Glider is an ephemeral storage solution with capacity for ephemeral computation. It is specially designed to address the data-shipping problem in serverless analytics. Glider integrates serverless ephemeral stateful near-data computation within a storage service specifically designed to collaborate with existing FaaS platforms. It is tailored for handling intermediate data, which is a well-known problem of running data analytics workloads on serverless services, which are ephemeral and stateless, cannot communicate directly, and have limited resources. The main objective is to minimize the amount of data transferred between compute and storage systems, thereby optimizing and enhancing the connections between various stages of serverless functions. To achieve this, Glider introduces storage actions, which are named storage elements within the storage namespace. They do not only encapsulate stateful computation but also provide I/O streams to efficiently handle large volumes of data.

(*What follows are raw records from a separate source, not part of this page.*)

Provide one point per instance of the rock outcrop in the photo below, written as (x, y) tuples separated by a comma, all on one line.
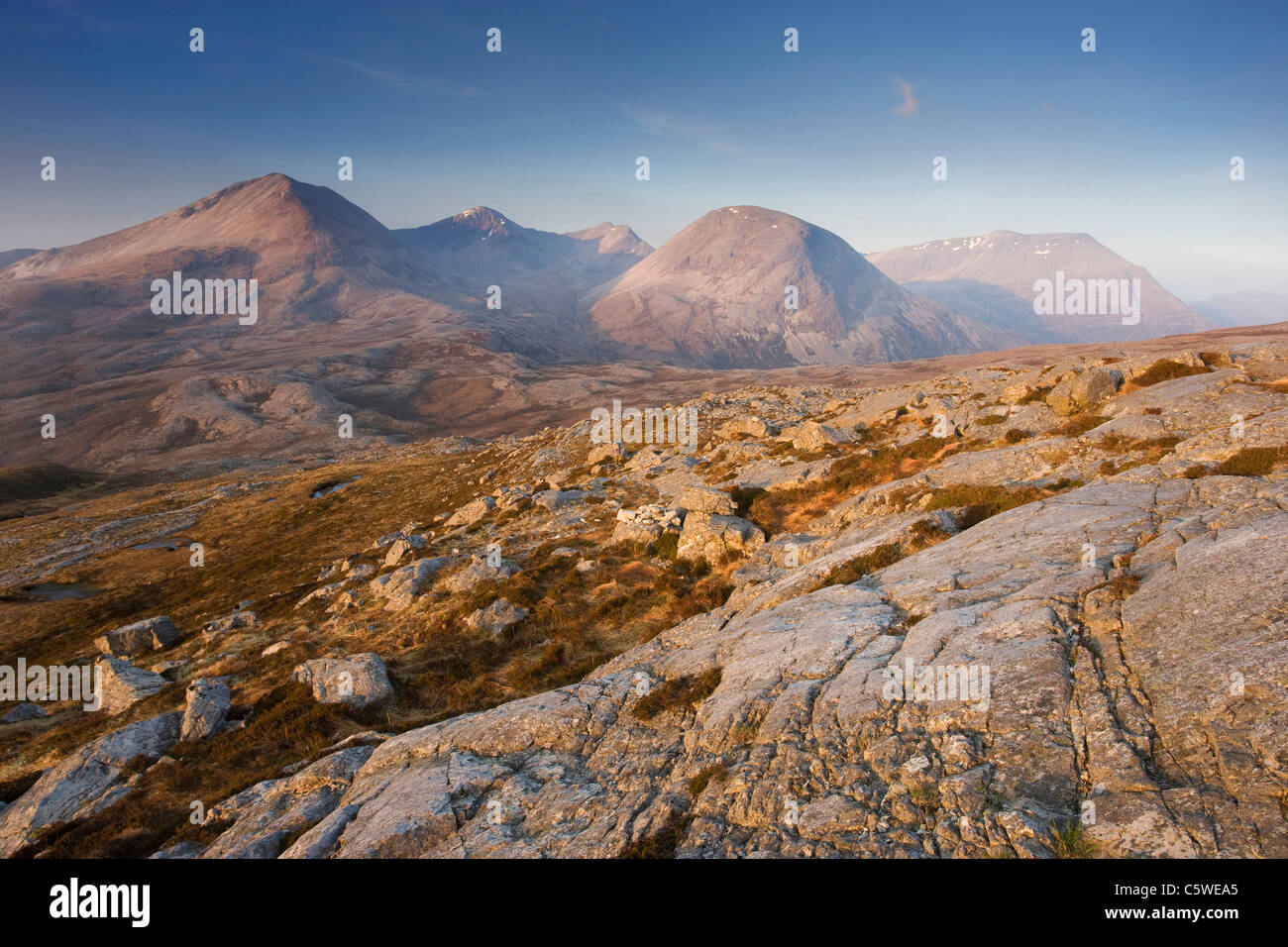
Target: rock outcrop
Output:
[(360, 681), (86, 781), (150, 634)]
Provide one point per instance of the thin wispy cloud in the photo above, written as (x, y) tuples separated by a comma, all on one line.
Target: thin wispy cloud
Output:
[(653, 123), (909, 102), (415, 84)]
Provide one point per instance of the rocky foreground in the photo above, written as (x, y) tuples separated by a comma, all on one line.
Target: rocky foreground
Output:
[(1013, 612)]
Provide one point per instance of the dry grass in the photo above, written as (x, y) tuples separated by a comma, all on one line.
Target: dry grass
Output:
[(787, 509), (977, 502), (679, 693), (1166, 369), (1250, 462)]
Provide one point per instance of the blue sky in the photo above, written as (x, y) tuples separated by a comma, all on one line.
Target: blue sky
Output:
[(1129, 144)]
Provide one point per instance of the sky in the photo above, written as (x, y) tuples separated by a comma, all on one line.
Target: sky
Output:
[(1129, 144)]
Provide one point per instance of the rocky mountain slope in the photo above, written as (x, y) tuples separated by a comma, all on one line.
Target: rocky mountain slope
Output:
[(394, 329), (1010, 611), (991, 277), (1245, 308), (716, 294)]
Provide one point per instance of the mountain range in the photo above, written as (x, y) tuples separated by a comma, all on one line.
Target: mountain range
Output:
[(476, 320), (992, 277)]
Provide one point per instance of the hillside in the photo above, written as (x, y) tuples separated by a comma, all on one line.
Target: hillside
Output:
[(545, 646)]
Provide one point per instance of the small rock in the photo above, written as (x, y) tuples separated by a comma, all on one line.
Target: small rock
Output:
[(360, 681), (124, 684), (207, 706), (150, 634)]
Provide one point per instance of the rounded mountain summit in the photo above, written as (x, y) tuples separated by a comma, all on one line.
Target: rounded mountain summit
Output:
[(719, 294)]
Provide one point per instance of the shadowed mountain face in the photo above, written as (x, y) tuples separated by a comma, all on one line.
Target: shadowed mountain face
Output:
[(992, 278), (537, 270), (8, 257), (719, 294)]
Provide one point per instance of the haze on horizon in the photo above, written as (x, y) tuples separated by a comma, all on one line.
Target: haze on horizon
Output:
[(1129, 144)]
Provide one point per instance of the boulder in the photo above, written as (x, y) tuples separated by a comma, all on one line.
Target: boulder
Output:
[(496, 617), (269, 814), (647, 523), (711, 536), (230, 622), (206, 710), (86, 781), (704, 500), (472, 512), (811, 436), (554, 499), (745, 427), (1080, 390), (482, 569), (124, 684), (360, 681), (601, 454), (400, 586), (150, 634)]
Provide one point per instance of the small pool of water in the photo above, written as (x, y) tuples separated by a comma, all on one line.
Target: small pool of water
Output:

Glider is implemented by extending Apache Crail, a fast multi-tiered distributed storage system designed from ground up for high-performance network and storage hardware. As such it is easily managed in a similar way. Glider adds a new storage server type ('org.apache.crail.storage.active.ActiveStorageTier') and a new storage node type (Actions).
A full description is published in the following research paper:
Daniel Barcelona-Pons, Pedro García-López and Bernard Metzler. 2023. Glider: Serverless Ephemeral Stateful Near-data Computation.